Department officials will weigh whether closing one of the housing units would save enough in personnel costs to outweigh the expense of sending the inmates to a private facility out of state, Wrenn said after the meeting. Officials have received information from private companies that provide corrections services.

But Wrenn said closing a Concord housing unit might not yield savings. Asked where else his department could cut its budget, Wrenn said he does not know.

“If they don’t want to shut down the Berlin facility, they still have to restore money to me somehow,” Wrenn said.

Last month, the House passed a budget that cuts $5.9 million from the governor’s proposal for corrections funding. Wrenn told lawmakers the cut would eliminate 45 jobs. He said such a reduction in workers would force him to close the Berlin prison, which employs 185 workers, and send its 620 inmates out of state.
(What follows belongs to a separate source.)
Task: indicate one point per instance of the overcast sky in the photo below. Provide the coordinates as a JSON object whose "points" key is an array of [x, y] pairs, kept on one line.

The Department of Corrections was the only major state agency to see its funding increase in the budget proposed by Gov. John Lynch. The department is budgeted at $106 million this year, with $102 million coming from the state general fund. Lynch recommended a budget of $112 million next year and $113 million in 2013, saying he did not like the increase but considered it a “necessary investment in public safety.”
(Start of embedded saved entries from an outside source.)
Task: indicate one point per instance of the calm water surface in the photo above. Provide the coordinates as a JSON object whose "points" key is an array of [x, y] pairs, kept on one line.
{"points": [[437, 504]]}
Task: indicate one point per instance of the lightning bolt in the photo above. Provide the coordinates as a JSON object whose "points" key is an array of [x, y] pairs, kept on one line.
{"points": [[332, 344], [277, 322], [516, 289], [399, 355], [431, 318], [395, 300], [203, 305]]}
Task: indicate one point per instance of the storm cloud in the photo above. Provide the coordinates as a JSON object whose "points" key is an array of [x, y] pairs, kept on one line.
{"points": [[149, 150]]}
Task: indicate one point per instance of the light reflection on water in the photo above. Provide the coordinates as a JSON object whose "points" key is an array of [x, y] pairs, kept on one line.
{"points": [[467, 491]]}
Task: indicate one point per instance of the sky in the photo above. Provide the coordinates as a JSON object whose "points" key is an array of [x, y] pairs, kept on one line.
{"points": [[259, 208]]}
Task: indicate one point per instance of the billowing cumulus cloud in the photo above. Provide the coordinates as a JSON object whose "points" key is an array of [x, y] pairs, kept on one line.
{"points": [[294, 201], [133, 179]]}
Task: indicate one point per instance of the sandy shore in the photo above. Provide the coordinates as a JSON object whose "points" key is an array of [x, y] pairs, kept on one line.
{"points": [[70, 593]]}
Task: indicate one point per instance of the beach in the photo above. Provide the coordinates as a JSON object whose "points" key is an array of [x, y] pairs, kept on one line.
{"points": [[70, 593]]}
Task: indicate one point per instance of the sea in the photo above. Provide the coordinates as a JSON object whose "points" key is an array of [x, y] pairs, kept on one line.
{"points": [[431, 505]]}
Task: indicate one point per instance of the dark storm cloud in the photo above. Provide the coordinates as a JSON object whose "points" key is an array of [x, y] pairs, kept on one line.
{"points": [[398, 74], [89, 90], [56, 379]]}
Morse has said the limits of the current budget will not allow the state to increase corrections spending. He told reporters earlier this week that senators will devise a plan for a better way to deliver correctional services. They will use those savings to restore funding the House had cut for services for people with disabilities, he said.

Morse has said senators will “live within our means” and craft a budget without new taxes or other revenue sources. Budget writers are also looking to restore funding for uncompensated care payments to hospitals and state retiree health care, but only to the extent they can make cuts elsewhere.
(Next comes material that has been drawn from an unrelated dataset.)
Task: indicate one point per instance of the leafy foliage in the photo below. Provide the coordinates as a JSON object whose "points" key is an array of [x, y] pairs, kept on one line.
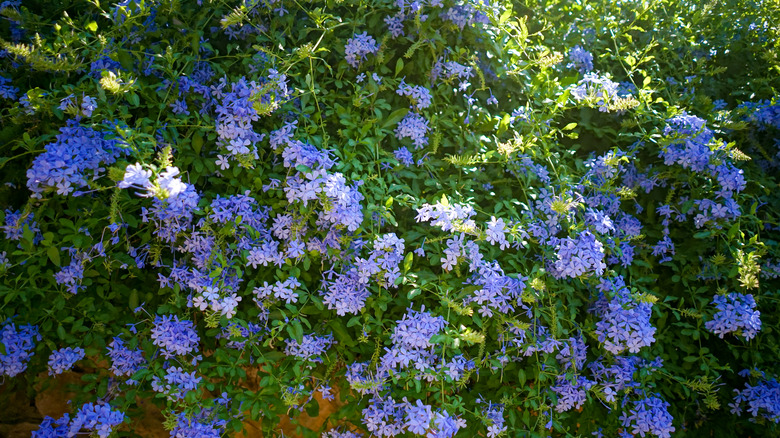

Wrenn told the Senate committee yesterday that personnel costs account for about 70 percent of his department’s expenses. Since June 2007, layoffs and budget reductions have shrunk the department’s workforce from 1,090 to 874 funded positions. Wrenn said department officials are pressing to reduce overtime hours but are challenged by the deployment of workers on military duty. Recently, he said, 19 department employees were deployed at one time.

Wrenn told the senators that the new mandatory early release law would take several years to show significant savings. As the prison population drops, officials will first look to move inmates from unsecured units, like a converted gymnasium in the Berlin prison, to cells and other secure housing.

In addition to the 45 jobs Wrenn says the budget would eliminate, the House also targeted five specific positions, including the department’s public information officer and a contract specialist. Morse said yesterday that he did not know how the department would do without those positions and said the committee wants to work with Wrenn to find another option.